(United Artists 1969)
Lorsqu’on parle de Can, les albums les plus régulièrement cités sont les formidables Ege Bamyasi et Tago Mago, chefs d’œuvre de krautrock planant, expérimental et trippant que certains qualifieraient aujourd’hui de “barré”, faute de pouvoir qualifier leur étrangeté et leur fascinante complexité.
Avant que le chanteur japonais Damo Suzuki ne traumatise les auditoires de ses cris perçants et de son interprétation habitée, le groupe allemand avait pour figure de proue un autre chanteur, un noir américain nommé Malcolm Mooney. Sa présence au sein de Can dura des débuts du groupe en 1968 jusqu’à 1970, pendant les années formatives du groupe qu’il mena avec un style vocal à mi-chemin entre spoken word et râle alcoolisé très éloigné de son successeur.

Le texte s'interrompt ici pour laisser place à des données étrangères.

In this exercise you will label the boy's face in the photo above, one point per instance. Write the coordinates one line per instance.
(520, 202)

De ces premières années, Monster Movie et sa pochette qui cite à la fois le personnage de Galactus des comics Marvel et les portraits sans visage des peintures de René Magritte, est le meilleur témoignage (Soundtracks sorti en 1970 contient déjà des morceaux avec Suzuki, et les balbutiements du groupe n’ont vu le jour sur disque qu’en 1981 avec Delay 1968).
Comme de nombreux albums de cette époque, Monster Movie possède un morceau planant de 22 minutes qui dure le temps d’une face entière. Comme d’autres artistes de cette époque, le Can de 1969 (qui s’appelait alors The Can, comme le montre la pochette) était au croisement des chemins et se cherchait encore entre rock psychédélique, hard-rock et rock progressif primitif. Les prémices du minimalisme du groupe se trouvent à divers passages de cet album aux multiples facettes, toutes fascinantes.
La face A contient trois morceaux. Deux d’entre eux sont menés par une basse mélodique très dynamique, une guitare électrique emplie de fuzz et un synthétiseur strident. Si “Outside My Door” aurait pu figurer sur une compilation à la Nuggets avec son riff explosif et sa rythmique qui s’inspire de celle d’un train en mouvement (“I can hear a train whistle outside my door” chante Mooney), “Father Cannot Yell” invente carrément le post punk près d’une décennie avant que ce mouvement n’émerge dans le sillage de groupes tels que The Fall avec sa rythmique insistante et ce texte craché par Mooney comme un discours furieux. L’influence de ce morceau transparait sur des groupes actuels tels que Cheveu ou Liars. Le troisième morceau, “Mary, Mary So Contrary” est le détournement d’une comptine séculaire en morceau psychédélique planant qui navigue dans les mêmes eaux que les Pink Fairies de Never Neverland.
La face B “You Doo Right” est une histoire à elle seule, 20 minutes de jam bouillonnante extraites d’une session de six heures durant lesquelles le groupe, en transe, s’est laissé emporter par des rythmes tribaux hypnotiques jusqu’au bout de la fatigue. Mooney y scande le titre du morceau comme un mantra, qu’il entrecoupe de passages tirés d’une lettre d’amour, au romantisme pseudo-biblique (“you made a believer out of me baby”, “once I was blind now I can see”). Le chanteur y apparait comme possédé, dans un état psychique inquiétant. Rien d’étonnant à l’écoute de ce morceau qu’il ait quitté le groupe l’année suivante et soit rentré aux Etats-Unis, sur recommandation de son psy qui s’inquiétait de sa santé mentale.
La suite de la carrière de Can est connue : le groupe a ensuite engagé Damo Suzuki, un artiste tout aussi dérangé, rencontré par le groupe alors qu’il faisait la manche dans la rue en chantant. Le son du groupe s’est affiné jusqu’à aboutir à ce son minimaliste qui a fait sa renommée et Can n’est plus jamais retourné dans des eaux aussi psychédéliques que celles traversées au cours de ce Monster Movie magistral. Bien que les musiciens s’en défendent, ce Can là possède une base rock solide, qui tranche avec le son futur du groupe. Peu de groupes possèdent un premier album “de jeunesse” aussi stupéfiant que ce Monster Movie.
1. Father Cannot Yell *
2. Mary, Mary So Contrary
3. Outside My Door *
4. Yoo Doo Right *
Vidéos :
“Outside My Door”
Vinyle :
Une pochette étrange, où apparaît Galactus, le dévoreur de mondes de l’univers Marvel, sans visage, ce qui donne un côté Magritte à la pochette. Notez le nom du groupe en bas à droite, “The Can”.